- Security TWENTY
- Women in Security
Richard Beck, Head of Cyber Security at QA explores how, with less than one-third of IT decision makers planning to invest in cyber security technologies in 2016, UK businesses are looking to embed user awareness and vigilance at every level of the organisation.
Britain has become a leading target for cyber criminals, with UK businesses now experiencing higher numbers of cyber attacks compared to elsewhere on the planet. According to the UK Government’s 2015 Information Security Breaches survey, last year UK businesses reported an 81 per cent increase in security breaches compared to the previous year. Our recent Corporate Security in 2016 survey of IT decision makers in UK companies with 500 employees or more confirms that battling the rising tide of cyber threats is keeping CIOs, CTOs and CSOs awake at night. And while many have plans to invest in additional security technologies or employ more skilled security professionals in 2016, increasingly it is employees that represent the weakest link in the security chain.
More than eight-out-of-ten (81 per cent) UK IT decision makers we talked to said their organisation had experienced a data or security breach in 2015 and that the resulting consequences were serious. In most cases (66 per cent) this resulted in a breach of data, while almost half of respondents (45 per cent) reported a loss of revenue. Furthermore, 42 per cent said their organisation had had to deal with a PR nightmare as a result of a cyber attack. When it came to identifying the biggest threat to corporate security in 2016, IT decision makers were clear. Organised or automated cyber attacks topped the list for 54 per cent, and was a particular concern for those that had suffered a security breach in 2015 (58 per cent). But, one-fifth went on to state that the second biggest threat they faced in the coming year was hackers gaining access to the company as a result of human error.
All of which explains why IT decision makers expressed a growing concern that corporate colleagues frequently underestimate the impact of not following cyber security procedures. Key issues were that security policies and procedures were not being enforced, and that ordinary end users are frequently kept in the dark when it comes to security awareness and responsibilities. Other concerns included the risk resulting from employee negligence in relation to lost laptops or other mobile devices (8 per cent), and a lack of encrypted data (10 per cent).
Responses to the cyber threat
Once bitten, twice shy appears to be the name of the game when it comes to a data or security breach, with over half (57 per cent) of respondents confirming policies and procedures had been changed as a result. A further 77 per cent went on to say that they would be looking to hire additional qualified cyber security professionals in 2016 to address skills deficits within the IT organisation.
But IT leaders aren’t relying on recruitment alone to plug the skills gap. Almost half (45 per cent) are looking to invest in further training for existing security professionals, and over a third (34 per cent) intend to cross-skill other IT staff in cyber security.
There was also a clear acknowledgement from some IT leaders that while the latest security technologies and top flight professionals will protect core systems, employees remain the weakest link when it comes to securing the enterprise. From opening attachments, to following links from emails, end user behaviours can inadvertently let hackers in through the back door.

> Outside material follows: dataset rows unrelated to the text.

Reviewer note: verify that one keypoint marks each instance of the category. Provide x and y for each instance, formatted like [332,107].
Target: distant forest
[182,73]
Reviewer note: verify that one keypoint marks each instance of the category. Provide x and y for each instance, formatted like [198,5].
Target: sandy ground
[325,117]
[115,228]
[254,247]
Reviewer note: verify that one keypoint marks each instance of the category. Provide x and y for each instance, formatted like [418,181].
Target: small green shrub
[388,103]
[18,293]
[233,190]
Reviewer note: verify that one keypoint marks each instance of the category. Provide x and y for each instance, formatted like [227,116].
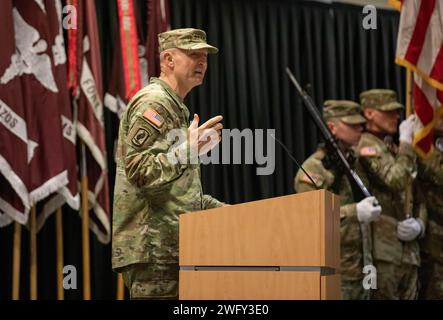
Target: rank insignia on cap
[154,118]
[368,152]
[140,137]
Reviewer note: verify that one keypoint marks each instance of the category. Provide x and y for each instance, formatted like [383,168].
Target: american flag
[154,117]
[420,48]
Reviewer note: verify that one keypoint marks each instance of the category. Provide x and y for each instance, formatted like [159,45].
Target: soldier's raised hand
[368,210]
[204,138]
[407,129]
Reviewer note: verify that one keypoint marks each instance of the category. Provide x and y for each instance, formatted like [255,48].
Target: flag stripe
[437,70]
[433,40]
[421,25]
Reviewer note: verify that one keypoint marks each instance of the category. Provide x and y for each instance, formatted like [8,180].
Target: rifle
[359,190]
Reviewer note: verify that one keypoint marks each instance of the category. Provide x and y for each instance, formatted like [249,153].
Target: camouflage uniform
[387,172]
[430,181]
[325,176]
[150,190]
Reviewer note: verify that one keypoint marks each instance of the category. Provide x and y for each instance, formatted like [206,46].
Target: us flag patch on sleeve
[154,118]
[368,152]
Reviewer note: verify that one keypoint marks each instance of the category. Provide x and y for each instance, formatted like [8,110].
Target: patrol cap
[347,111]
[380,99]
[188,39]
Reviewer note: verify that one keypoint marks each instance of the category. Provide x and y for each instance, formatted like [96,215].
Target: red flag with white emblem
[90,121]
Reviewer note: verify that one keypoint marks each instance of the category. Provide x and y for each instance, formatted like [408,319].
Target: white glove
[368,210]
[407,129]
[409,229]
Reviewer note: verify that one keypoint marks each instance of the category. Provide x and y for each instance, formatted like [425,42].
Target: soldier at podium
[157,179]
[345,122]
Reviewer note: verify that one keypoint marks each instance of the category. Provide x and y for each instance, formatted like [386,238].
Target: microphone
[294,160]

But while a third (31 per cent) of the survey respondents said 2016 will see them investing in enabling greater employee awareness and engagement in cyber security, 36 per cent of organisations had no plans to undertake user awareness training in 2016. That’s a concern, when you consider that even back in 2013 industry analysts IDC were reporting that more than 60 per cent of external attacks were targeted at employees via social engineering. And there’s clear evidence that hackers are increasingly looking to access a company’s network via its staff; the Government’s 2015 Information Security Breaches survey reveals that last year there was a noticeable 38 per cent year-on-year increase of unauthorised outsider attacks on large organisations which included activities such as spear phishing attacks and identity theft.
Covering all bases
With the threat landscape escalating, IT leaders confirm that as well as battling with internal inertia and a lack of an appropriate security skills mix within the IT team, cyber security budgets are also under pressure. Although 27 per cent were planning to invest in additional cyber security technologies in 2016, over a third (36 per cent) said that budgets for such technologies will shrink this year. All of which may explain why IT leaders are now focusing on boosting the profile of cyber security at every level of the organisation itself; tightening security protocols, enforcing security policies and procedures; and increasing staff awareness of cyber threats. Indeed, there appears to be a growing recognition that companies should ideally ensure all employees are taught a basic ‘Cyber Security Code’ as a bare minimum. As UK organisations look to pull up the security drawbridge and improve cyber security systems, communication, education and training represents an essential step to changing user behaviours. With threat levels continuing to elevate, ensuring everyone is ‘on side’ with security responsibilities means giving people the skills and knowledge that empower them to become the strongest link in defending the enterprise.